The roasting screen also allows for tin foil to be wrapped around the inside. The Victorian screens were mostly polished tin, I am sure they would have loved the tin foil modification. Not many if any of these popular screens exist, so we decided to fabricate our own, they certainly work.
To hold the kebab in place we used a small pan lid and threaded bar with wing nut.
This kebab is a bit different from the processed “elephants foot” you see turning in the doner kebab takeaway

A combination of about 30% fatty lamb shoulder mince, with 70% lean lamb strips, was used to build this kebab, the meat was marinated in red onion juice and a seasoning  mix. It even had the obligatory onion on top.
A shop bought lamb seasoning (Rajah) mix was used, as this had most of the spices in it that we wanted to use from information gleaned from the BBC Radio 4 food program namely “rescuing the kebab”, an excellent program. This excellent meat was served with the usual accompaniments of hot chilli sauce, cooling yogurt and mint and warm pitta breads (done in the oven of course)

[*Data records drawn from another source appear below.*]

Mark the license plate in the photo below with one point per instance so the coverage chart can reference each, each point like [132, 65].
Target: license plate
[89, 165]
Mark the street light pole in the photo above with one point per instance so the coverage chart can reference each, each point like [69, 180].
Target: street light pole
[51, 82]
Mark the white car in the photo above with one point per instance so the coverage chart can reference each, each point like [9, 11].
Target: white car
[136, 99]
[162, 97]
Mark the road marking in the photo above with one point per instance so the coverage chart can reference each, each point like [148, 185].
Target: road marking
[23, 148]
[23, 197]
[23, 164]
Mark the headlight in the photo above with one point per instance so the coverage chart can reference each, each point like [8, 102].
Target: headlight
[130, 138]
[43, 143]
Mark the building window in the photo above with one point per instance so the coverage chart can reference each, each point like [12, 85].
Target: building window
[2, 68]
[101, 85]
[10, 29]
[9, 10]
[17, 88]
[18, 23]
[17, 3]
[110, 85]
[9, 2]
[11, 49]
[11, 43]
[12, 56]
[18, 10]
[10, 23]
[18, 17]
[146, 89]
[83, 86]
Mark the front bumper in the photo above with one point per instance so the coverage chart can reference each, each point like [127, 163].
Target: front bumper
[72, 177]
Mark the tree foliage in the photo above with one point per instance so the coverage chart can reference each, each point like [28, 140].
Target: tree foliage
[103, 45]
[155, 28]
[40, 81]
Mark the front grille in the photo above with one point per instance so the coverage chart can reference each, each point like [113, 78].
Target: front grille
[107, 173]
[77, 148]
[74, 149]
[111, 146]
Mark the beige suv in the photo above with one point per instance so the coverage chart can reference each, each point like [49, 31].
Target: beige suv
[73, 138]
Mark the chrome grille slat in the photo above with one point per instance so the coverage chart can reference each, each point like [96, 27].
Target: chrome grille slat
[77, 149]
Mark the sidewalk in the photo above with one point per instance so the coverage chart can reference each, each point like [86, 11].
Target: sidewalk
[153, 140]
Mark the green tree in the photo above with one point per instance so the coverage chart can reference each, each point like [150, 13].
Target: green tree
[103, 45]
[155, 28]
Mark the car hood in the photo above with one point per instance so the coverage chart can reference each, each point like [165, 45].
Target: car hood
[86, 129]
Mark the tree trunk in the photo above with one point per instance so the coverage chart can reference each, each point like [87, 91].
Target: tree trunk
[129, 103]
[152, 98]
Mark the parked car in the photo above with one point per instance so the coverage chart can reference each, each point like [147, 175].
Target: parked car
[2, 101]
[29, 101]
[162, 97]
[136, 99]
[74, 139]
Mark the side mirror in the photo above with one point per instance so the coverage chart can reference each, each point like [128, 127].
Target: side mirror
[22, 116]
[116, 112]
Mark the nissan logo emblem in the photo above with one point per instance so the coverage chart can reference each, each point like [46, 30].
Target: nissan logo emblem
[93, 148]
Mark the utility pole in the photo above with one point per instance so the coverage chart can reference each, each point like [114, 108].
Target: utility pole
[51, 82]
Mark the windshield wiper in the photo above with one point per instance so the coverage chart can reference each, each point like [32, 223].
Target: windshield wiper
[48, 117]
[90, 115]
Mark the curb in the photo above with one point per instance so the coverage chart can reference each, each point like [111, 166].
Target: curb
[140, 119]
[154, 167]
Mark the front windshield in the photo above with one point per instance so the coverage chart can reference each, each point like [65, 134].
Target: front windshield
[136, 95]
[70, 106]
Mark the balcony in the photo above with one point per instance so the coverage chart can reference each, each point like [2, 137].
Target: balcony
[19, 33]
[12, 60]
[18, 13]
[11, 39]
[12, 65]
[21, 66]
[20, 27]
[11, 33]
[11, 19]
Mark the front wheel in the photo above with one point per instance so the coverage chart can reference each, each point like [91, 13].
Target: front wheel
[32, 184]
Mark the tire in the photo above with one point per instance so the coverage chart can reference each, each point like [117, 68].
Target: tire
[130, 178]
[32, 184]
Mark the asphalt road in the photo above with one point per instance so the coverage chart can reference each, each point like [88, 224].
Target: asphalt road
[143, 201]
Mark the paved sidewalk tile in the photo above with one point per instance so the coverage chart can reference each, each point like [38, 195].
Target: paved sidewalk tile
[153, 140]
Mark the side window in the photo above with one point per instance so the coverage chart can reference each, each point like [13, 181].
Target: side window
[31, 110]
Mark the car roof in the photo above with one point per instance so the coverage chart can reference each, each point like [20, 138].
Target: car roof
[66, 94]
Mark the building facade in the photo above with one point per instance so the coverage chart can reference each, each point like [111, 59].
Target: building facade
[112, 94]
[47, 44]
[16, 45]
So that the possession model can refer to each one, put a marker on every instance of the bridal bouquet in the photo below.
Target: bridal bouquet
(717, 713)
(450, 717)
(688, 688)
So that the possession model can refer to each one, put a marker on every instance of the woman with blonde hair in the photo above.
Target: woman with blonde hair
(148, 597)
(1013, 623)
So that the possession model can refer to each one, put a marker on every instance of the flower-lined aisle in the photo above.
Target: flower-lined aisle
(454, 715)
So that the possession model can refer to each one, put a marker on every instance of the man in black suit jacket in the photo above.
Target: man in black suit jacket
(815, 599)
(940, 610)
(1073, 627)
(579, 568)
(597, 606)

In this section  you will see a fine Xmas day roast rolled sirloin, even the roast spuds were done in  the pizza oven, potatoes  done this way will possibly be the best you will taste, very crispy.

The door of the meat screen is hinged to allow for easy access.
Its best to blast the meat with a high degree of heat at first after about ten mins let the fire die down a little
As mentioned the roasting screen also allows for tin foil to be wrapped around the inside of the door.